Reklama

Siły zbrojne

Polscy spadochroniarze na ćwiczeniach w Turcji

Boeing C-17 Globemaster III należący do programu Strategic Airlift Capability | Fot. Gerard van der Schaaf (CCA 2.0)
Boeing C-17 Globemaster III należący do programu Strategic Airlift Capability | Fot. Gerard van der Schaaf (CCA 2.0)

Spadochroniarze 6. Brygady Powietrznodesantowej wezmą udział w ćwiczeniu EFEZ-16, które odbywa się Turcji.
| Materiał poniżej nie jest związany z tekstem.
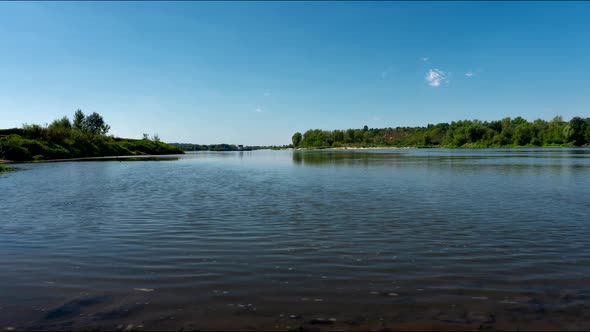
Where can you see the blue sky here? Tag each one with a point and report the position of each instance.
(255, 72)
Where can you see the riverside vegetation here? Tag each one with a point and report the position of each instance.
(85, 136)
(465, 134)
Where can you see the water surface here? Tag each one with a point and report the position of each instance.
(399, 239)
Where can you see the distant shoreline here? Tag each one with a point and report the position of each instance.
(122, 158)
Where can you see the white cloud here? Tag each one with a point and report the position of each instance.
(435, 77)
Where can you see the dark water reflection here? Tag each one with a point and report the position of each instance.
(400, 239)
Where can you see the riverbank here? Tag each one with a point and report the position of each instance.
(19, 148)
(113, 158)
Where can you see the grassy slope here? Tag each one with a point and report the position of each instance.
(27, 146)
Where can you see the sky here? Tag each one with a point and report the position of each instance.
(254, 73)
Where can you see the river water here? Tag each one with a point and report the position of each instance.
(328, 240)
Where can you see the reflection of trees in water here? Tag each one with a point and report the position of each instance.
(507, 164)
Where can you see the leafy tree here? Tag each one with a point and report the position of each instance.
(575, 132)
(296, 139)
(63, 123)
(95, 124)
(79, 120)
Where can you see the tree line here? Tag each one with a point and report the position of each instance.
(85, 136)
(465, 133)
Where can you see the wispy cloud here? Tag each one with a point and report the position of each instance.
(435, 77)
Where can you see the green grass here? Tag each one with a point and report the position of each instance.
(76, 145)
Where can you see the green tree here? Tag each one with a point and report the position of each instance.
(296, 139)
(95, 124)
(79, 120)
(63, 123)
(576, 131)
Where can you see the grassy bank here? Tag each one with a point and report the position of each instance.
(62, 140)
(76, 145)
(517, 132)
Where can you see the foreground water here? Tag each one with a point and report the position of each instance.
(399, 239)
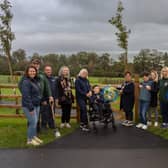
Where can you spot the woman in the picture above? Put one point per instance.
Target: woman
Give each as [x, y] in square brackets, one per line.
[127, 99]
[163, 96]
[154, 99]
[31, 97]
[65, 97]
[83, 91]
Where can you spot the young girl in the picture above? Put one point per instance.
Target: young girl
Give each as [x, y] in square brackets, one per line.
[65, 96]
[154, 99]
[31, 97]
[144, 100]
[163, 96]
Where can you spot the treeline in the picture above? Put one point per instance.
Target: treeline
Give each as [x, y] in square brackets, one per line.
[97, 65]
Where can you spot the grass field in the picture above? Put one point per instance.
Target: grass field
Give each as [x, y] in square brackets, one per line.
[14, 133]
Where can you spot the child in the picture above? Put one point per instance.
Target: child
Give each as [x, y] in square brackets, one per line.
[154, 99]
[101, 106]
[144, 100]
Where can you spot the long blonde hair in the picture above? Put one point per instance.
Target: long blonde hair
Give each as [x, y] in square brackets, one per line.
[82, 71]
[156, 75]
[61, 70]
[163, 69]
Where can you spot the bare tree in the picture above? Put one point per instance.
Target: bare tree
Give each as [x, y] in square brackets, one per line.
[122, 33]
[6, 35]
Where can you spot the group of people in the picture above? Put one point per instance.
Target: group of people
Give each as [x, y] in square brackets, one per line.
[153, 90]
[42, 93]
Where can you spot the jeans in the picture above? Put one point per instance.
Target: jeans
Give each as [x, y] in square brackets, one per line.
[47, 116]
[164, 111]
[83, 111]
[66, 113]
[143, 108]
[32, 120]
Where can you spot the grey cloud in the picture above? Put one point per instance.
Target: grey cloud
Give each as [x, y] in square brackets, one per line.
[73, 25]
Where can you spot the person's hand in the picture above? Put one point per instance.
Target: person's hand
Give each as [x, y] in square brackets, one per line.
[148, 87]
[44, 103]
[56, 103]
[140, 86]
[51, 99]
[89, 94]
[31, 113]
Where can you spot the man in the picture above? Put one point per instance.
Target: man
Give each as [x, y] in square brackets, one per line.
[47, 110]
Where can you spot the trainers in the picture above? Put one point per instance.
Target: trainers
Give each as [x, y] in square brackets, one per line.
[140, 125]
[38, 140]
[62, 125]
[68, 125]
[129, 123]
[33, 142]
[149, 123]
[156, 124]
[144, 127]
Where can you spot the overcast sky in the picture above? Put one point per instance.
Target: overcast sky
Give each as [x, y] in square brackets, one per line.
[53, 26]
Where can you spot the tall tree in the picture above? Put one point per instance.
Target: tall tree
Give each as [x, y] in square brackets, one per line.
[122, 33]
[6, 35]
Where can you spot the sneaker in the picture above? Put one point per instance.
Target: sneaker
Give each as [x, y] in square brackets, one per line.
[38, 140]
[149, 123]
[85, 128]
[144, 127]
[156, 124]
[68, 125]
[129, 124]
[140, 125]
[33, 142]
[124, 122]
[62, 125]
[164, 125]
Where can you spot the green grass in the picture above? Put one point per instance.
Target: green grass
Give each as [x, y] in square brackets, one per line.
[14, 133]
[159, 131]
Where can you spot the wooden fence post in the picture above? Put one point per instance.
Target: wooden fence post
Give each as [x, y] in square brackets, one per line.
[136, 93]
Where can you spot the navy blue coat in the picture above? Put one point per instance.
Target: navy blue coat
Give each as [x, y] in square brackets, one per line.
[82, 87]
[127, 97]
[31, 93]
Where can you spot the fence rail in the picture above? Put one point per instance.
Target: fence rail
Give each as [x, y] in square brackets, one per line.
[16, 104]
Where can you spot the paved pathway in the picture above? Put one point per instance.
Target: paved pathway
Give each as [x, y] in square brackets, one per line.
[126, 148]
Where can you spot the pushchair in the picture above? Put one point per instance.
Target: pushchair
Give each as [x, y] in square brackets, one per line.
[102, 113]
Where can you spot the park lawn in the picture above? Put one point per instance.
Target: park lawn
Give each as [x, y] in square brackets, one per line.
[13, 132]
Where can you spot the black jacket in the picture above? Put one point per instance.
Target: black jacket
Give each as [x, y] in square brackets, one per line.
[82, 87]
[31, 93]
[127, 96]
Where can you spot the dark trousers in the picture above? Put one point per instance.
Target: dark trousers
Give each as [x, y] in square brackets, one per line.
[83, 111]
[47, 117]
[66, 113]
[164, 111]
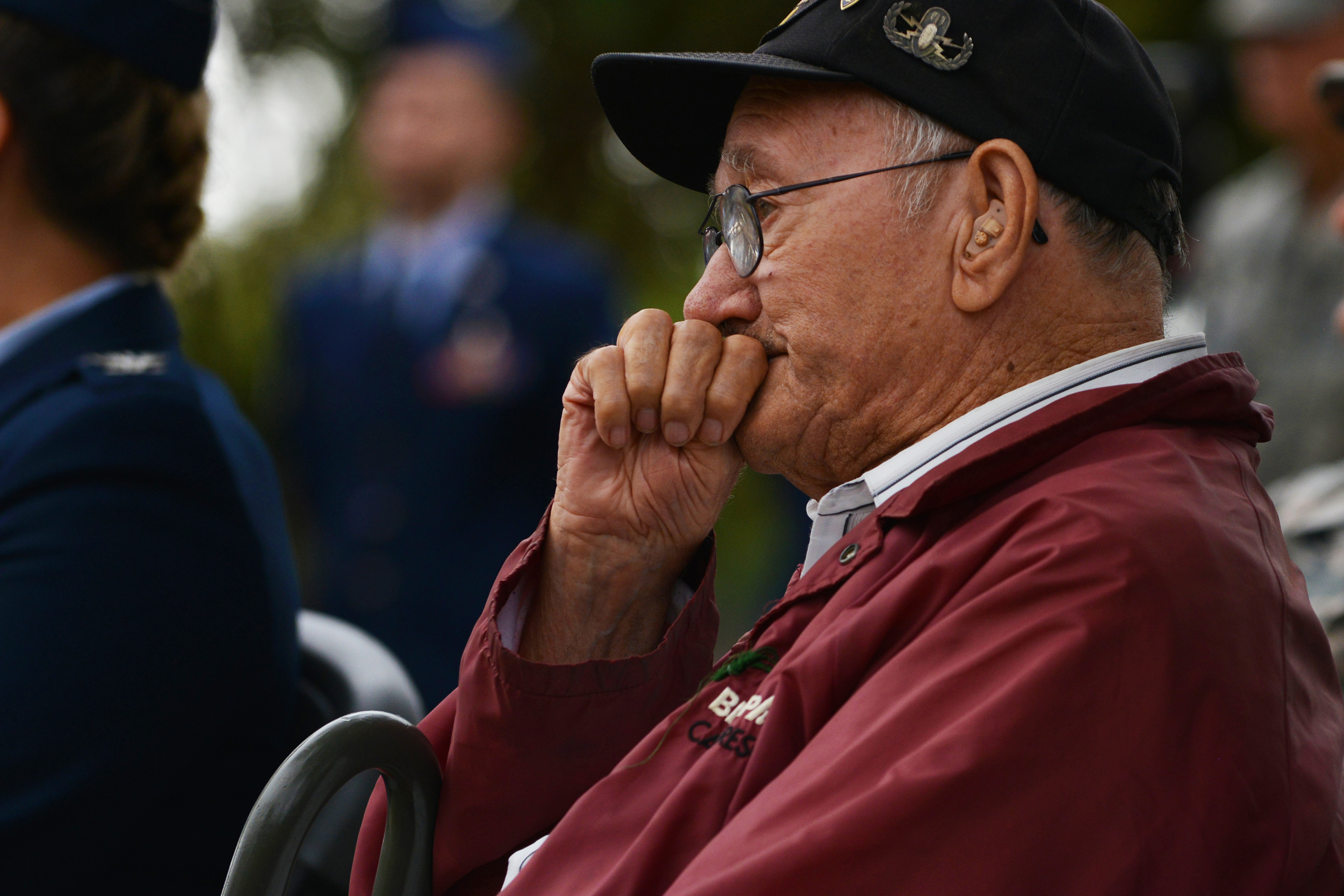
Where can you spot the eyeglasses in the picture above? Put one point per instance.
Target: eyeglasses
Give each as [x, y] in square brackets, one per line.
[736, 221]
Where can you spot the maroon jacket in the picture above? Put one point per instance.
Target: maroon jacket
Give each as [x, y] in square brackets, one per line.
[1072, 660]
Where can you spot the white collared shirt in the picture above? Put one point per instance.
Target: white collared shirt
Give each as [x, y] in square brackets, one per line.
[847, 505]
[25, 331]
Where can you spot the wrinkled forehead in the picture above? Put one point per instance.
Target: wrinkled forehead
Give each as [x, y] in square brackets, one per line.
[787, 131]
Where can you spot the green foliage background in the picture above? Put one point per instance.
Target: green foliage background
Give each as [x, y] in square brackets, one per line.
[228, 295]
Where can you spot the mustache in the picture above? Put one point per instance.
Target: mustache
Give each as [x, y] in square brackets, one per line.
[772, 342]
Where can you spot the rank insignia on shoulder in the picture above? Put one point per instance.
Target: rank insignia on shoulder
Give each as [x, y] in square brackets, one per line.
[926, 38]
[128, 363]
[796, 11]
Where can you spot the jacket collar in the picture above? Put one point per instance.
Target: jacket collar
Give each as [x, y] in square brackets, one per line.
[1213, 393]
[137, 319]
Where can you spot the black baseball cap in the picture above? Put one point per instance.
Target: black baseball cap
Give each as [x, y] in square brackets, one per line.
[167, 39]
[1062, 78]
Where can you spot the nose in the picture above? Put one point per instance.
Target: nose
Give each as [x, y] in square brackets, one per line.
[722, 296]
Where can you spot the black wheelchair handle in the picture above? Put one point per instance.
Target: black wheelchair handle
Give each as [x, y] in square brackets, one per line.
[314, 773]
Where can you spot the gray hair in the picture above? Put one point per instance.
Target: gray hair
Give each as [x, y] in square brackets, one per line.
[1120, 253]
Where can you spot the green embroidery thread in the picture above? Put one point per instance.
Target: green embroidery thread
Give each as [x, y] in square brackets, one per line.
[763, 660]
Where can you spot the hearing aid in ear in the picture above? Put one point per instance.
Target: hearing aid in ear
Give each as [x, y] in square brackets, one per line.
[990, 228]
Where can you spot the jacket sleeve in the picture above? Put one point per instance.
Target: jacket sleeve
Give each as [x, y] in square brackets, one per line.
[520, 742]
[1092, 712]
[143, 703]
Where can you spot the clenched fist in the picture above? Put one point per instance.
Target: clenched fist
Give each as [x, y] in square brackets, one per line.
[647, 464]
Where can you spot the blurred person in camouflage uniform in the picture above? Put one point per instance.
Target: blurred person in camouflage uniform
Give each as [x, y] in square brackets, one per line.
[1268, 268]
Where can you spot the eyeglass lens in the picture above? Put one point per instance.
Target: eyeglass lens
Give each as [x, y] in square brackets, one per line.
[740, 228]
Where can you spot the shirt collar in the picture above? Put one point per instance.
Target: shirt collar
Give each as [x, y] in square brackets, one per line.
[26, 330]
[847, 505]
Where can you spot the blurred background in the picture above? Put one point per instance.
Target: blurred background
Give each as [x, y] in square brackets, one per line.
[287, 183]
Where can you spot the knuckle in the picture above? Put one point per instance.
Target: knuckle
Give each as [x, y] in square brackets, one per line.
[651, 321]
[681, 405]
[699, 334]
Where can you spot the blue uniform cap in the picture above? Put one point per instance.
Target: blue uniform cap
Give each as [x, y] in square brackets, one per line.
[418, 23]
[168, 39]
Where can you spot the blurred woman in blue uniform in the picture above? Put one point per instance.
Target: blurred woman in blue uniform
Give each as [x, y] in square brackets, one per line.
[147, 597]
[431, 359]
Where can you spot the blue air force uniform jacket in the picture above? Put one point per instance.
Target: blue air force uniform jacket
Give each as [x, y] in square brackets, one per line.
[427, 456]
[148, 655]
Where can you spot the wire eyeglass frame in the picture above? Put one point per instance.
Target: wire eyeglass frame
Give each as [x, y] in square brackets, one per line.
[744, 201]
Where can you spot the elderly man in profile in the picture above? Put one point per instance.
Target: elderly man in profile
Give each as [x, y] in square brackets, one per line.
[1046, 639]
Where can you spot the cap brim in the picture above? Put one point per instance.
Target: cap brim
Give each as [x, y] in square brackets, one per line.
[672, 109]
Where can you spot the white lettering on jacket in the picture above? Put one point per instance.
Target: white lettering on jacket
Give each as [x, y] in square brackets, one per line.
[730, 707]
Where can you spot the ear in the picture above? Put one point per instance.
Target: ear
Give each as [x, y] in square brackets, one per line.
[1003, 201]
[6, 126]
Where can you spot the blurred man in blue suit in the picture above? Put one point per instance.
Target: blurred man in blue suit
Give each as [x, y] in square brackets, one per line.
[431, 359]
[147, 597]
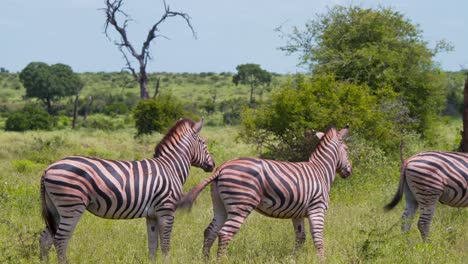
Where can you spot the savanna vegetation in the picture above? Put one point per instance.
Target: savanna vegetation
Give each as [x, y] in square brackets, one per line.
[367, 68]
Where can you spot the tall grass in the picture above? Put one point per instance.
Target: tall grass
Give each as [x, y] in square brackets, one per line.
[356, 228]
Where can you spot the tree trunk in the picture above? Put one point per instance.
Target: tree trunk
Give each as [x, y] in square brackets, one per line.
[143, 80]
[464, 142]
[75, 111]
[49, 106]
[156, 91]
[251, 95]
[88, 105]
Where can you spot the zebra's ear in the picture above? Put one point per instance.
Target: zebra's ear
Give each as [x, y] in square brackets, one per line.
[197, 126]
[344, 132]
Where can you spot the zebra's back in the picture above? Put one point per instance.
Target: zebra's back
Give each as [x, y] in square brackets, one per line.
[108, 188]
[444, 173]
[273, 188]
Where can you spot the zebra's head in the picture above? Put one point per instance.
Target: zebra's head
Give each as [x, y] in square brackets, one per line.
[344, 167]
[201, 158]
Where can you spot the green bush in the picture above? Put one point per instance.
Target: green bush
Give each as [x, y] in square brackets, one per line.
[101, 122]
[285, 127]
[117, 108]
[29, 118]
[156, 115]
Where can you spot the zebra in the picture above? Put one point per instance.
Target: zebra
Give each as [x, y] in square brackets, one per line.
[278, 189]
[115, 189]
[429, 177]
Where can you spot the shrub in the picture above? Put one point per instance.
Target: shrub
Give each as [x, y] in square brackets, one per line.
[117, 108]
[157, 114]
[29, 118]
[101, 122]
[285, 127]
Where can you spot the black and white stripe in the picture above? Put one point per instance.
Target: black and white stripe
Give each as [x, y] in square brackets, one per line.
[122, 189]
[294, 190]
[429, 177]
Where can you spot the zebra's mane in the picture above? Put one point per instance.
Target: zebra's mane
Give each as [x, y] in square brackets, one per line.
[330, 132]
[184, 122]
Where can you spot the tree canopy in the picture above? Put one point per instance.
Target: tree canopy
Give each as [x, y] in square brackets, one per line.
[253, 75]
[376, 47]
[49, 83]
[370, 68]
Polscy żołnierze wraz z całym sprzętem zostali przetransportowani samolotem C-17 Globemaster, należącym do Strategic Airlift Capability (SAC).

Ponad 50 zwiadowców i artylerzystów z 18. batalionu powietrznodesantowego z Bielska Białej, wchodzącego w skład 6. Brygady Powietrznodesantowej, bierze udział w międzynarodowych ćwiczeniach na tureckim poligonie w rejonie Izmiru. Przerzut żołnierzy oraz sprzętu rozpoczął się z lotniska w Balicach 14 maja. W samolocie C-17 Globemaster, oprócz żołnierzy, znalazło się całe niezbędne wyposażenie, czyli broń, moździerze, amunicja i osiem pojazdów HMMWV.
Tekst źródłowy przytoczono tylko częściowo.